Abstract 19344: Involvement of Mitochondrial Permeability Transition Pore (mPTP) in Cardiac Arrhythmias: Evidence From Cyclophilin D Knockout Mice

Abstract

Our previous studies have demonstrated that mitochondrial membrane potential ( ΔΨ m ) dissipation leads to mitochondrial Ca efflux via the mitochondrial permeability transition pore (mPTP), and consequently promotes spontaneous Ca waves (CaW) in isolated cardiomyocytes. In the present study, we have used a genetic mouse model which lacks cyclophilin D (CypD KO), a necessary regulator for mPTP opening, to assess the cardioprotective effect of mPTP inhibition on cellular CaWs, Ca alternans, and whole-heart inducible arrhythmias. Ventricular myocytes were isolated from wild type (WT) and CypD KO mice. Tetramethylrhodamine (TMRM) was used as an indicator of ΔΨ m. Mitochondrial calcein release was used as the index of mPTP opening. Cytosolic Ca was imaged using Fluo-4-AM. Spontaneous CaWs were induced in the presence of 4mM external Ca. The protonophore FCCP was used to depolarize Δ Ψ m . FCCP caused Δ Ψ m depolarization to the same extent in both WT and CypD KO myocytes, however, CypD KO cells exhibited significantly less mPTP opening than WT cells (p < 0.05).
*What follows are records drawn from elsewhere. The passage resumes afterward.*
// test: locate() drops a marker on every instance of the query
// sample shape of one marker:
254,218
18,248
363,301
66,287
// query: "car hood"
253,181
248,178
Consistent with these results, treatment with FCCP caused significant increases in WT CaW rate but no increase in CypD KO CaW rate. These results were further confirmed by treating WT cells with the mPTP blocker cyclosporin A (CsA). Furthermore, occurrence of Ca alternans after treatment with FCCP and programmed stimulation was observed in a significantly higher number of WT cells (11 of 13), than in WT cells treated with CsA (2 of 8; p < 0.05) or CypD KO cells (2 of 10; p < 0.01). At the whole-heart level, pseudo-Lead II ECGs were recorded from ex vivo, Langendorff-perfused WT and CypD KO hearts, and the incidences of T-wave alternans (a precursor of lethal arrhythimas) and arrhythmias induced by programmed S 1 -S 2 stimulation were compared. We observed T-wave alternans in 5 of 7 WT hearts, but none in 5 CypD KO hearts (p < 0.05) and in only 1 of 6 WT hearts treated with CsA (p <0.05). Consistent with these results, WT hearts exhibited a significantly higher average arrhythmia score than CypD KO (p <0.01) or WT hearts treated with CsA (p < 0.01). In conclusion, CypD deficiency-induced mPTP inhibition attenuates CaWs and Ca alternans during mitochondrial depolarization, and thereby protects against arrhythmogenesis in the heart.